Attorney General Douglas F. Gansler asked his Democratic rivals Tuesday to keep third-party spending out of the race for governor, pointing to other states where such agreements are said to have cut down on negative attack ads.
Gansler's call for a "clean" primary campaign would exclude advertisements paid for by political action committees, unions and special interests — a call so broad that it would exclude several of the powerful groups that have endorsed his competitors.
Gansler's "Candidate's Pledge," modeled after an agreement last year between Republican then-Sen. Scott Brown and Democratic challenger Elizabeth Warren in Massachusetts, includes fines for candidates when outside groups sponsor ads on their behalf.
"It is easy to talk about reform; the test is — are you willing to do something to keep outside money out of Maryland?" Gansler said in a statement.
Transparency advocates praised Gansler's call against so-called "dark money" and other independent expenditures, but it received a lukewarm response from the other Democrats contending to succeed term-limited Gov. Martin O'Malley.
Lt. Gov. Anthony G. Brown said through a spokesman he could run a clean campaign without such a deal. A spokesman for Del. Heather Mizeur of Montgomery County asked why Gansler wanted to negotiate such a pledge in public.
"We first found this out through the press," Mizeur spokesman Steven Hershkowitz said. "If he wants to reach out to us, we are happy to talk."
Brown and Mizeur have been endorsed by political action groups that could funnel cash into the race outside the contribution limits that candidates' fundraisers must observe. Campaigns cannot coordinate with groups that make such "independent expenditures," but they can benefit from their content.
Gansler, meanwhile, began the year with $5 million in his campaign account, a significant advantage on his rivals.
Such pledges have been executed to varying degrees of success across the country, but this is the first proposal suggested in Maryland.
"You really need to have agreement between the candidates — at least the front-runners — for it to really work," said Pam Wilmot, executive director of Common Cause Massachusetts, which studied the impact of the Brown-Warren pact on the 2012 Senate race there.
"What we found was that negative advertising was roughly half of what it was elsewhere," Wilmot said. "The candidates had to be responsible for the negative ads, so they were less deceptive."
In Maryland, Common Cause's state director, Jennifer Bevan-Dangel, said the group would urge the other candidates to agree to a pledge. But she added that such agreements tend to be most successful when negotiated behind closed doors.
Mizeur has been endorsed by the Women's Campaign Fund, which has a political action committee, and the Blue American political action group. Brown has dominated labor endorsements so far, gathering support from the state's teachers union and the AFL-CIO and adding the AFSCME council representing state workers Tuesday.
A leader from the state's teachers union said Gansler was moving to silence the teachers' voice a month after courting their endorsement.
"We're not getting the $100,000 checks from individuals through shadow organizations," said Sean Johnson, who helps lead the Maryland State Education Association's political action committee. "We're talking about the $3 taken every pay period from our members."

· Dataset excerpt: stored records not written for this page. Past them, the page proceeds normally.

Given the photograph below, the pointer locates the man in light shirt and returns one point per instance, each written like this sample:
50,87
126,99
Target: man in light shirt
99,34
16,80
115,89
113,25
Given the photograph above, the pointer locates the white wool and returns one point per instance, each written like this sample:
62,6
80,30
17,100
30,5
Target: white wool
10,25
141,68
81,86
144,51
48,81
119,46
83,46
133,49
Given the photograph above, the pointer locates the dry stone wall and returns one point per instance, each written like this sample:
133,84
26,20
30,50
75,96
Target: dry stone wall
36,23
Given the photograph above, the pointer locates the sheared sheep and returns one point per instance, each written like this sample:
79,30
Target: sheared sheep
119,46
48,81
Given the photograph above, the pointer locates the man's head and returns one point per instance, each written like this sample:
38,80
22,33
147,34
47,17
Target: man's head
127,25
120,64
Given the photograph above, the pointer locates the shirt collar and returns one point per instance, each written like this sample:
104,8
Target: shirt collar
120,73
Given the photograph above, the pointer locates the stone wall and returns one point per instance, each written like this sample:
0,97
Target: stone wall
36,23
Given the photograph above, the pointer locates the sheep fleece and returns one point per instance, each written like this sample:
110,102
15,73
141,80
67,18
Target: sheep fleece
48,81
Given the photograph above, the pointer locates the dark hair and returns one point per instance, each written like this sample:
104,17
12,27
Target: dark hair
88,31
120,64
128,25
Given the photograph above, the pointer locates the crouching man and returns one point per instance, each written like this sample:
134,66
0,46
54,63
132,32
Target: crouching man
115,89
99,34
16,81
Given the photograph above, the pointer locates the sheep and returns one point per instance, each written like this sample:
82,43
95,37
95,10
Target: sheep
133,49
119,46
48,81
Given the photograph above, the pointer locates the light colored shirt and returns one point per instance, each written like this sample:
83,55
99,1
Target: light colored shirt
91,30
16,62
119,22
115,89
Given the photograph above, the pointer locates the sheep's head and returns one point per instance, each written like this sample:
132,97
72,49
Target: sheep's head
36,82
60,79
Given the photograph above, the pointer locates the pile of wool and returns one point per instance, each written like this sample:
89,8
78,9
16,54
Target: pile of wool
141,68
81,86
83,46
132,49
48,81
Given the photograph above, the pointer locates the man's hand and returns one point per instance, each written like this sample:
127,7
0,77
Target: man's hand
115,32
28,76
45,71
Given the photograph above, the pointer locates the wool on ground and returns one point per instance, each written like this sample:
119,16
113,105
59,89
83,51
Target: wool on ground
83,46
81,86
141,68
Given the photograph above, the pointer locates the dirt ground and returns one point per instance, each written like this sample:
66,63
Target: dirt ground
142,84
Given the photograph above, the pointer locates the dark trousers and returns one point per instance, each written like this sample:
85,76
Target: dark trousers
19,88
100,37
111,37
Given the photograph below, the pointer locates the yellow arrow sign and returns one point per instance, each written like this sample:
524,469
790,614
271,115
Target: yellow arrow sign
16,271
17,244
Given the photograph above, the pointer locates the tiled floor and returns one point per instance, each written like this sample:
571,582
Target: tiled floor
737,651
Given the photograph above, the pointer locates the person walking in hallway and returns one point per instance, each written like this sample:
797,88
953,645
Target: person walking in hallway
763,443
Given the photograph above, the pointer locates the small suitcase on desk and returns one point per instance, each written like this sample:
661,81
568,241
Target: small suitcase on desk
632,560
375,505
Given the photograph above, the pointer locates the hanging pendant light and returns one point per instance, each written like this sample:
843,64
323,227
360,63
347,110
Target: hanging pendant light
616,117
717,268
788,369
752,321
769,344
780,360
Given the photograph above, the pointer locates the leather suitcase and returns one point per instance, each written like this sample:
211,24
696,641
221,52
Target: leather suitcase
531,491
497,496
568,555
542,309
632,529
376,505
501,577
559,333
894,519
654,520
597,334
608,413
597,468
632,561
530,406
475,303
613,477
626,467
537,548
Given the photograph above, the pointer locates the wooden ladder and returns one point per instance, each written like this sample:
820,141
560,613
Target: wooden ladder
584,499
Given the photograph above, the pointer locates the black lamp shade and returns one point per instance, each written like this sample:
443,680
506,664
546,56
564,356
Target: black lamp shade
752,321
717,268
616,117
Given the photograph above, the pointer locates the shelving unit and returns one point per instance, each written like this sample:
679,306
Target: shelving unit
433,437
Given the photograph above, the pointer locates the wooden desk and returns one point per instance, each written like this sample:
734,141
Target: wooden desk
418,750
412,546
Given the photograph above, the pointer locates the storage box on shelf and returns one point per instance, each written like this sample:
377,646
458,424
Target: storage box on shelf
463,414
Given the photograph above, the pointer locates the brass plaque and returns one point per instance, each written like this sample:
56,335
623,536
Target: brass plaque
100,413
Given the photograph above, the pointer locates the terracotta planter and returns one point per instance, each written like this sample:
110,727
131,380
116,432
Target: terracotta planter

The union has about $1.5 million to spend in the next election.
Gansler's proposed pledge would require candidates to pay 50 percent of the cost of airing an independent or third-party advertisement to a charity of the other candidates' choice.
Observers said Gansler's proposal would allow him to curtail spending by his opponents while presenting himself as an outsider championing transparency.
"You've got a lot of outside groups that have supported Anthony Brown, unions in particular, that could bring in a lot of money," said Todd Eberly, professor of political science at St. Mary's College. "Gansler and Brown may be evenly matched, but if you factor in all of the outside money … Gansler could absolutely be drowned by outside money being spent on Brown's behalf."